On 'Time=Money' and other metaphors

“Gotta rush! Time equals money, ya know!”

But does it?

More accurately, are they ever actually equivalent?

It’s not a trivial question – because if they’re not equivalent, just how much damage is that metaphor doing to our enterprise-architectures, business-architectures and much else besides?

Closely related to this is another metaphor: “money equals value”. And that one can do enormous damage, too – especially in business.

So let’s explore those two metaphors for a while…

First, obviously, there’s some truth there. Many things are priced by time; many people are paid a price for their efforts based on time – an hourly rate, a daily rate, a salary as ‘compensation’ for their time. Yet in each case the value is variable: two people may be paid the same hourly rate for very different work and very different results; most cell-phone companies seem to offer incomprehensible ‘packages’ of phone-time and other time-based resources for any given price.

“Your call is important to us”, their automated ‘customer-service’ system tells you, for the fourteenth time in  a row: the call is so important to them, it seems, that they’ll keep you waiting for an hour or more, at your expense of both time and money, until one of the few people whose time they’re willing to pay for will finally get a chance to answer your call. To them, the time they have to pay for is money; but your time is seemingly worthless. Time traded in different currencies, it seems – with a very variable exchange-rate, depending on which side of the ‘service’-system you sit…

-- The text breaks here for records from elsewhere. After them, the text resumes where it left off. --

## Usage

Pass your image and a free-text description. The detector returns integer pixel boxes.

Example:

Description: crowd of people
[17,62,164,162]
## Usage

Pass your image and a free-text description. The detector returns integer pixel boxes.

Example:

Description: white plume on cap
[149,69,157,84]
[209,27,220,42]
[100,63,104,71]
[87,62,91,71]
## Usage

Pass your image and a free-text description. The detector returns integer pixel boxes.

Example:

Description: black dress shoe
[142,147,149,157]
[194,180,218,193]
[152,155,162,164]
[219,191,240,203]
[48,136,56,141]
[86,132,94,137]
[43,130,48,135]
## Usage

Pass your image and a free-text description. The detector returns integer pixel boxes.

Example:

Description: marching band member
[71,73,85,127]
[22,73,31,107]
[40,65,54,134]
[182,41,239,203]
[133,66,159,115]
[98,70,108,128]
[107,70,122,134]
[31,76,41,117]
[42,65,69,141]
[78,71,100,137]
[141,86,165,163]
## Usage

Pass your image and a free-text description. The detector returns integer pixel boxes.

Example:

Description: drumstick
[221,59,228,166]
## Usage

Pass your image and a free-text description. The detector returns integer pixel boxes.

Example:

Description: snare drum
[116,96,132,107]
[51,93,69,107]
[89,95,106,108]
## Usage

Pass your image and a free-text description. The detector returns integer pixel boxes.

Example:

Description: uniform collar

And what kind of time will money really buy? Can it buy back a lost opportunity? Can it buy back the time with your growing children that you missed whilst ‘making money’?

What happens when time and money collide with the fixed events of business-life? Can money buy back the last train of the evening that you’ve just missed? The flight-connections you failed to make because of a delay on the previous flight? In principle, yes, a very large amount of money could perhaps do that: yet rarely so in practice…

What value is lost, or gained, when time = money = value? What’s the real trade-off here: your money, or your life? Or what?

So be very wary of those so-simple, so-‘obvious’ metaphors like ‘time is money’, or ‘money is value’: they can be very misleading indeed. Yes, they’re useful at times: but if we take them too literally – especially in enterprise-architectures – they can cause a great deal of damage. And often irreparable damage at that…

You Have Been Warned? 🙂

1 Comment on “On 'Time=Money' and other metaphors

  1. Oh so very true.

    This brings to mind 2 books:

    1. Dr. Alan Weiss: Value-Based Pricing
    2. Jeffrey Gitomer: Customer Satisfaction is worthless (customer loyalty is priceless)

    Both these books discuss value using the free or non-time based pricing.